My home backup system

After having spent the last five years feeling guilty, I now, finally, have my laptop backing up the data I care about to another machine on my network. Here’s how I did it. This is a relatively long and complicated process, but it means that it all happens automatically and by magic, and I don’t ever have to interact with it, which is what I want. The first component I needed was some backup space: a machine on my network that I could send the backups to. I did look at online backup space (Amazon’s S3 and similar) like all the cool kids, but I just can’t get on with it, and I resent paying because I’m a cheapskate. So, it was to be a box on my network. Now, there are useful NAS machines around, which just get plugged in and automatically export their disc space (normally as a Windows share, with Samba), and I looked at those too (there’s the Terastation, etc, etc).
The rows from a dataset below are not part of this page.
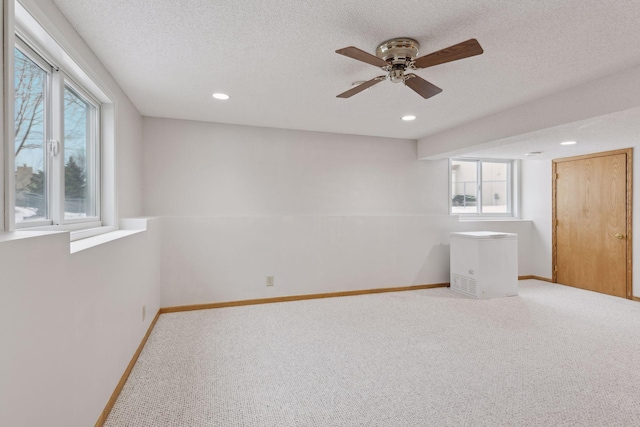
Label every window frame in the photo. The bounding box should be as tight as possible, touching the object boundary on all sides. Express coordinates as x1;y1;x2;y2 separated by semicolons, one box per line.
448;157;520;219
11;20;102;232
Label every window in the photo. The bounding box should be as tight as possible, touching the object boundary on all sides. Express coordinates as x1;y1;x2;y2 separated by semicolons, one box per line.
14;38;100;228
450;159;515;216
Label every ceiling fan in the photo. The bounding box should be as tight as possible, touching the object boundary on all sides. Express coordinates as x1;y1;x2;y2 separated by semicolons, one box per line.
336;37;483;99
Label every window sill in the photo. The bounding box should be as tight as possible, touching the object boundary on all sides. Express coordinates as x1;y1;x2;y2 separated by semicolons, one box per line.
70;227;146;254
70;218;150;254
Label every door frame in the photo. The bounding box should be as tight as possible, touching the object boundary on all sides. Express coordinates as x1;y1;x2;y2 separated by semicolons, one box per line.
551;148;634;299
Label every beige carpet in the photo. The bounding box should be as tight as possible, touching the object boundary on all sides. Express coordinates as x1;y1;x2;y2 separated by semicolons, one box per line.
105;280;640;427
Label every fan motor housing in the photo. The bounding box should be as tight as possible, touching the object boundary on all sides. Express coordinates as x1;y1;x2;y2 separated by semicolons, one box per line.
376;37;420;64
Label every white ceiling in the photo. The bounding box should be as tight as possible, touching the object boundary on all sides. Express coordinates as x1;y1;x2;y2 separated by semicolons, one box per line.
54;0;640;145
456;108;640;160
However, I needed an always-on server for another purpose anyway, so I decided to go with a real machine. A machine cobbled together out of the Big Box Of Machine Bits, of course.

Setting up the server

It’s got two disc drives in it, and I divided the first disc into two partitions, one with 1GB and the other with all the rest. Install Ubuntu Linux 6.10 Edgy, server edition, on the 1GB partition. (I actually installed dapper and then upgraded it to edgy, for that bleeding edge greatness; at this writing, edgy is only at RC stage.) After that, we want to take all the remaining space on the machine (one big partition on disc 1, and all of disc 2) and make them one big block of disc space; this is what LVM, the Linux Volume Manager, is for. Note that all this stuff can be done with proper GUI tools, but I don’t have a GUI on this machine because it’s a server and I’m trying to converse disc space. This bit’s also from memory, so be very careful and don’t just slavishly follow it.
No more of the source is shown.